Corresponding author: Gino V. Limmon ( gino.limmon@gmail.com )

Corresponding author: Kunto Wibowo ( kuntowe@gmail.com )

Academic editor: Ronald Fricke
© 2024 Gino V. Limmon, Kunto Wibowo, Teguh Peristiwady, Ruby V. Kusumah, Muhammad Afrisal.
This is an open access article distributed under the terms of the Creative Commons Attribution License (CC BY 4.0), which permits unrestricted use, distribution, and reproduction in any medium, provided the original author and source are credited.
Citation: Limmon GV, Wibowo K, Peristiwady T, Kusumah RV, Afrisal M (2024) First Southern Hemisphere record of the longnosed stargazer, Ichthyscopus lebeck (Actinopterygii: Perciformes: Uranoscopidae). Acta Ichthyologica et Piscatoria 54: 37-41. https://doi.org/10.3897/aiep.54.113513
ZooBank: urn:lsid:zoobank.org:pub:83CFFDC6-4EE8-4EFE-9A83-FB9A2D5E982B
Open Access

Abstract

Two specimens (290.2 and 309.5 mm in standard length) of the longnosed stargazer, Ichthyscopus lebeck (Bloch et Schneider, 1801), were recently collected from Jakarta Bay, Jakarta, Indonesia. Described more than two centuries ago, I. lebeck has hitherto been documented exclusively from the Northern Hemisphere, encompassing the Arabian Sea, southern coastal India, the Bay of Bengal, the Andaman Sea, and Singapore. The present paper documents the first record of the species in the Southern Hemisphere. Detailed descriptions of these specimens are provided, contributing valuable insights into the characteristics of I. lebeck in the newly reported locality.

Keywords

distribution, Indonesia, morphology, Southern Hemisphere

Introduction

The genus Ichthyscopus Swainson, 1839, family Uranoscopidae, includes eight valid species, i.e. Ichthyscopus barbatus Mees, 1960; Ichthyscopus fasciatus Haysom, 1957; Ichthyscopus insperatus Mees, 1960; Ichthyscopus lebeck (Bloch et Schneider, 1801); Ichthyscopus nigripinnis Gomon et Johnson, 1999; Ichthyscopus pollicaris Vilasri, Ho, Kawai et Gomon, 2019; Ichthyscopus sannio Whitley, 1936; and Ichthyscopus spinosus Mees, 1960 (see Vilasri et al. 2019). The genus is distinguishable from other genera by the following external morphological characters: lateral lines on each side of body joined dorsally midway along caudal peduncle; cleithral spine embedded in dermal fringed flaps; upper and lower lips with developed compressed cutaneous cirri; and pectoral fin blade-shaped, upper rays longer than middle ray (Kishimoto 2001; Vilasri 2013).
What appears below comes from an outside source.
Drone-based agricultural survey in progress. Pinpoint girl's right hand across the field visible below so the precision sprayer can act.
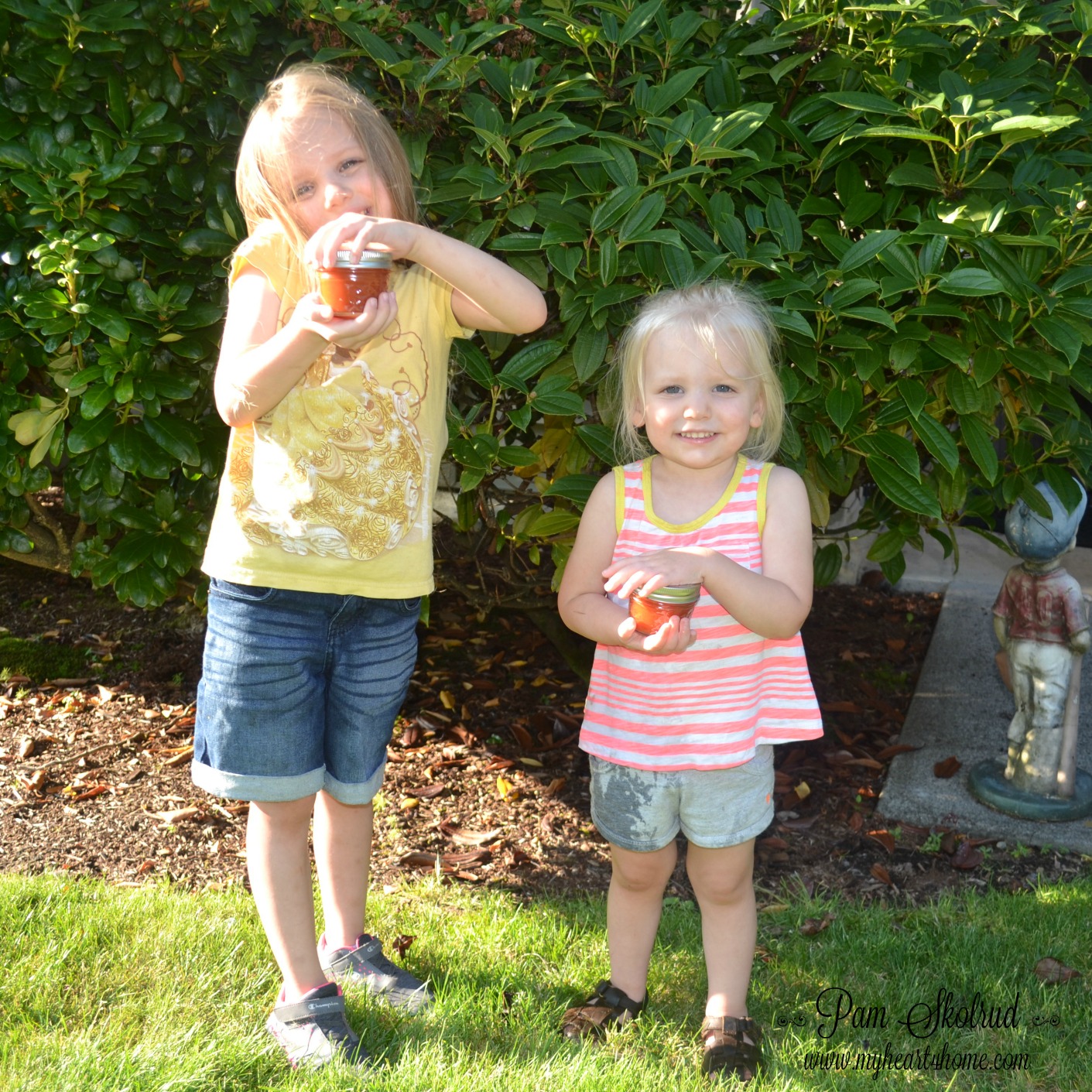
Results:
[289,292,399,353]
[618,616,698,656]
Ichthyscopus lebeck and the recently described new species I. pollicaris have both been reported as having a restricted distribution in the Northern Hemisphere, ranging from the Arabian Sea, southern coastal India, the Andaman Sea, Singapore, and east Asian waters, whereas the other six species are allopatrically distributed in waters off Australia and New Guinea (Vilasri et al. 2019).

Two specimens of Ichthyscopus lebeck, caught as bycatch by fishermen from Jakarta Bay, Jakarta, Indonesia, were obtained at the Tanjung Pasir Fish Landing Port, Banten. They are described herein, being the first records of I. lebeck from waters off Indonesia and in the Southern Hemisphere.

Methods

Counts and measurements followed Gomon and Johnson (1999) and Vilasri et al. (2019). Standard and head lengths are abbreviated as SL and HL, respectively. The vertebral number was counted from a radiograph of MZB.26859, 309.5 mm SL, and the morphological description based on both specimens collected from Jakarta Bay. Curatorial procedures for the specimens, deposited at the Museum Zoologicum Bogoriense, Indonesia (MZB), followed Motomura and Ishikawa (2013).

Results

Family Uranoscopidae Bonaparte, 1831

Ichthyscopus Swainson, 1839

Ichthyscopus lebeck (Bloch et Schneider, 1801)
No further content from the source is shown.